‘The perfect storm’: Why food experts don’t think the price of beef is coming back down anytime soon.
Throwing a steak on the grill is something Anastasia Ginou considers a “treat” these days. As she’s looking through the selection of options at her local butcher shop, she’s now looking more at the price than the type of cut, eventually choosing one that’s much cheaper than the rest.
“The price of beef has gone so high that I can still get the nutrition with a lower cut piece of meat and not break the bank,” Ginou, who grabbed a bavette steak, known to be a more budget-friendly cut, told CTV News Saturday.
“I would say I’ve reduced my beef intake by about half, if not a little bit more,” Ginou added. “I’ve been adding, into my diet, more lentils and beans to get the protein. It’s almost like a treat nowadays to have a really nice piece of meat.”
Beef costs continue to soar across Canada, with March’s prices showing a 12.7 percent increase year-over-year compared to the same month last year, according to Statistics Canada. In comparison, the price of chicken went up 7.5 per cent and pork’s prices had increased 6.2 per cent compared to March of 2025.
“All proteins have gone up, mostly because beef prices have gone up so much,” Michael von Massow, a food economist with the University of Guelph told CTV News Saturday. He added that the price of chicken and pork going up is directly tied to the price of beef rising, since chicken and pork is now more in demand from those Canadians who find beef too expensive.
“Barbecuing this year is going to be more expensive than barbecuing was last year.”
The price of beef in the last five years has soared nearly 65 per cent, when comparing Statistics Canada data from March 2021 to March of this year.
Food experts say severe droughts have affected the pastures cows feed on, resulting in farmers being forced to buy more expensive grain and fewer cattle to offset the rising costs of feeding them.
The good news, according to von Massow, is that 2026 saw an increase in the number of cows being added to Canadian herds for the first time in years, with Statistics Canada showing the number of cattle and calves increasing 2.5 per cent compared to a year earlier.
The bad news is that the cattle and calves supply chain is not like other products and takes years to rebuild.
“It almost makes the situation worse, because instead of that animal going into the supply chain and becoming beef… it has been withheld, and raised, fed for a couple of years and bred,” said von Massow. “Then it’ll have a calf. That takes some time.”

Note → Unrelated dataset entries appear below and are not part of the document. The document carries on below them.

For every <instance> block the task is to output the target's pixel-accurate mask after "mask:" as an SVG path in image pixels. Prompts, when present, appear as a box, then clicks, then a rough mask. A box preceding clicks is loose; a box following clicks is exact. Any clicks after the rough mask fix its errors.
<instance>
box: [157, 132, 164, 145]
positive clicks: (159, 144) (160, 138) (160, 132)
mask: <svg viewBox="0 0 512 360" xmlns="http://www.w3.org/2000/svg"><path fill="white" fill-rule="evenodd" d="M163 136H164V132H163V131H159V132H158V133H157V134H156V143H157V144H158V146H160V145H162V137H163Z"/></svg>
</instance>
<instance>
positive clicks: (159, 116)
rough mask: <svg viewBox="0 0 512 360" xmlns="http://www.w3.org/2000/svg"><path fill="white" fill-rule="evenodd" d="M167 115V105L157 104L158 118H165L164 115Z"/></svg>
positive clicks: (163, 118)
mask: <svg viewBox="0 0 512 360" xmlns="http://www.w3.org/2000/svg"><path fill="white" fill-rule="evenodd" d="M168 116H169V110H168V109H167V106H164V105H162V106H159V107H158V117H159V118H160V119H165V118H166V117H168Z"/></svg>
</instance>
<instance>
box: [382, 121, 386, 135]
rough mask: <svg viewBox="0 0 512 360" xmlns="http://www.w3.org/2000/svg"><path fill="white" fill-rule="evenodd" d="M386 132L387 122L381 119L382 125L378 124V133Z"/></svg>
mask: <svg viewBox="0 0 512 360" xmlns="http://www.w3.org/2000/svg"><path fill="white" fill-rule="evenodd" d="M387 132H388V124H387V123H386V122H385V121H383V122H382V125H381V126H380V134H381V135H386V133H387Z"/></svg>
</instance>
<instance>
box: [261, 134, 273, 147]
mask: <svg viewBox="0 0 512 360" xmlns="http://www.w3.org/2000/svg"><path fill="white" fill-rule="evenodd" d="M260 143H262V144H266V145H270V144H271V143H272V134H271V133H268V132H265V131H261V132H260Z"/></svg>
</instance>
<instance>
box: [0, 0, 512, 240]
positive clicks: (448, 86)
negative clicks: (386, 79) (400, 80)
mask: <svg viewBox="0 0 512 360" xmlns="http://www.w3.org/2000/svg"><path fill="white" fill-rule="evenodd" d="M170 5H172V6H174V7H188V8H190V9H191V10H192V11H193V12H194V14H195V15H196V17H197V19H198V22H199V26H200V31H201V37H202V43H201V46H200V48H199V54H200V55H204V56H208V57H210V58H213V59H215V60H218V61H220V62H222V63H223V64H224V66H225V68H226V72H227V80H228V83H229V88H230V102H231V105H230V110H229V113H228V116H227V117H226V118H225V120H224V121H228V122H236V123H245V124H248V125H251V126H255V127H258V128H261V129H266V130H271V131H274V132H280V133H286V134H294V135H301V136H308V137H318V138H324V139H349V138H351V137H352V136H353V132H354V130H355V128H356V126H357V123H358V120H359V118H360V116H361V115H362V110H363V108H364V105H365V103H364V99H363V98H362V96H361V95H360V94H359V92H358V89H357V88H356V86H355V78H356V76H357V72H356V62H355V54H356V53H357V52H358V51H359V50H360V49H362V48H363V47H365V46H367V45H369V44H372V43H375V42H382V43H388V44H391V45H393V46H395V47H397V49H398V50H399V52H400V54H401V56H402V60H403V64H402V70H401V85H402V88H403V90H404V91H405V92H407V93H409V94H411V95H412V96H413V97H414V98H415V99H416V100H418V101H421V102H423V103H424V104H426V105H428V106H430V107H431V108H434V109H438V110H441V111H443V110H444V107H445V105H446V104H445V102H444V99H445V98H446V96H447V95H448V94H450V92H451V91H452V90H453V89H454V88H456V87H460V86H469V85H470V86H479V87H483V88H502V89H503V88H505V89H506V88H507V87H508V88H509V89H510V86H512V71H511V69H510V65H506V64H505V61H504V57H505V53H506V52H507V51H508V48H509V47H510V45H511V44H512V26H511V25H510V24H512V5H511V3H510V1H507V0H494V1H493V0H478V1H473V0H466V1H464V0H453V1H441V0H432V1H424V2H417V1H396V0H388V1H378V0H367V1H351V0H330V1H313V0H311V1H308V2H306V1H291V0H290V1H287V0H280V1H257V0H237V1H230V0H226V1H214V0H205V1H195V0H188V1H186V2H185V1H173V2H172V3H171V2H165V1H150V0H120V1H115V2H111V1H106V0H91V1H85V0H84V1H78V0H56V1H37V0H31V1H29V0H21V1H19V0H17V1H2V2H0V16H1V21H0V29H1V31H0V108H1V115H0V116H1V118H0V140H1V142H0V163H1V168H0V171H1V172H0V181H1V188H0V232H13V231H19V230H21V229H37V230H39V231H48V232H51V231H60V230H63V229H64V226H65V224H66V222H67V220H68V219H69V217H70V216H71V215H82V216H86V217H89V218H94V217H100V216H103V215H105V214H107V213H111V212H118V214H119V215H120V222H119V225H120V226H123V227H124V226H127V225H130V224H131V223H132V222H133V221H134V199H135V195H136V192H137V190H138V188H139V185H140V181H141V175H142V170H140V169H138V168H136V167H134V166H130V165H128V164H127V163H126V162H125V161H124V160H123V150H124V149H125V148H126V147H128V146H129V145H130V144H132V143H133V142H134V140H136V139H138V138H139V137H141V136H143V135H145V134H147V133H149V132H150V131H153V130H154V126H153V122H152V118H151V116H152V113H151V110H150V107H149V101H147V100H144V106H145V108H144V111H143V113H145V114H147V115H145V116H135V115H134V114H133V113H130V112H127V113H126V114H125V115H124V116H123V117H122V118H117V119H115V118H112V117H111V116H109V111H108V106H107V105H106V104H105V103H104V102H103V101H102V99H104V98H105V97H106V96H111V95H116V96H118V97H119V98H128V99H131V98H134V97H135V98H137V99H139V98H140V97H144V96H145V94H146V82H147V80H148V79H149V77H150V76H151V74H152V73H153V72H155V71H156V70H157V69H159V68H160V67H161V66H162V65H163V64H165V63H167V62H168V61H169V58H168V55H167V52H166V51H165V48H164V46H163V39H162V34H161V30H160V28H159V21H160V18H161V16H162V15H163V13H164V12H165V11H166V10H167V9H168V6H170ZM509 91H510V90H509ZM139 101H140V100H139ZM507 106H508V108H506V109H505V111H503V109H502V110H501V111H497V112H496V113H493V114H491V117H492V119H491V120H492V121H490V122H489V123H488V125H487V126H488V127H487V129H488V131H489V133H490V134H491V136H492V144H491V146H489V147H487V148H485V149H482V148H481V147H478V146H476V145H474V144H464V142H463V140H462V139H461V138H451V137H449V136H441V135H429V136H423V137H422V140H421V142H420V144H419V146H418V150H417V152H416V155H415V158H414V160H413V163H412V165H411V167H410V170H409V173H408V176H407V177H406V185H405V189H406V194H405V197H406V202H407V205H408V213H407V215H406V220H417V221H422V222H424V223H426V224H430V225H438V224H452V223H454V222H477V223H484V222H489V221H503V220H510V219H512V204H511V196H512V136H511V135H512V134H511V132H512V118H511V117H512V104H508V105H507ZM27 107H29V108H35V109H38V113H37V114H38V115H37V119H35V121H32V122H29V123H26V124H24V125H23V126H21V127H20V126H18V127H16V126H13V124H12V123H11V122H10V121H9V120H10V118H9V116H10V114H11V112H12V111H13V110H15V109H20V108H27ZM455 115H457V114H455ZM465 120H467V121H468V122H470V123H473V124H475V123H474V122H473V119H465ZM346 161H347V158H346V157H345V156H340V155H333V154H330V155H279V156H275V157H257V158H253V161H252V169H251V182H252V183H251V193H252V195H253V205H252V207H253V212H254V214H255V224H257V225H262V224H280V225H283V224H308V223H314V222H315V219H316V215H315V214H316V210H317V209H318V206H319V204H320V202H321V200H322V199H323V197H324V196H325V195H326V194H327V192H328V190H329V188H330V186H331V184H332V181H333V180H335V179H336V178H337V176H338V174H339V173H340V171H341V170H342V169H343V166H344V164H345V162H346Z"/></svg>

“We’re seeing farmers get some optimism and say ‘well, we’ve recovered a bit of the equity we lost when prices were low, so we can maybe afford to keep that animal, reduce our revenue a little bit and start increasing the herd so that we have a larger breeding stock that that improves the supply in the future,’” added Massow. “What we’re seeing is female calves are being retained instead of sold.”
What does that mean for consumers who are looking to see beef prices go down? Von Massow’s best guess is that we won’t see a downward trend in prices until at least late 2027.
“As the cow herd grows, there will be more calves born, and as more calves are born, then sometime in the next year to 18 months, those calves will come to the market… So, we will have a slight increase in supply over the next year or year-and-a-half,” added von Massow. But Saskatchewan Cattle Association chair, Chad Ross predicts it could take even longer than that until prices go back down to what they were about five years ago.
“Over history, our industry has been on a seven-year cycle from the top of the cycle to the bottom, it’s been about seven years,” Ross told CTV News. “As we go into 2033, it will start that downward trend as far as the prices that we receive as cow-calf producers.”
Ross added that Canadian ranchers are steadily leaving the industry, adding to the national cattle herd to shrink and contributing to the increase in beef prices.
“There’s been a huge exodus of those producers in our industry that bring us back to cow-calf numbers that are equivalent to the 1950s,” said Ross. “We combine that with the huge world demand for protein. That has been the perfect storm to have the high prices that the consumers are seeing in the grocery store.”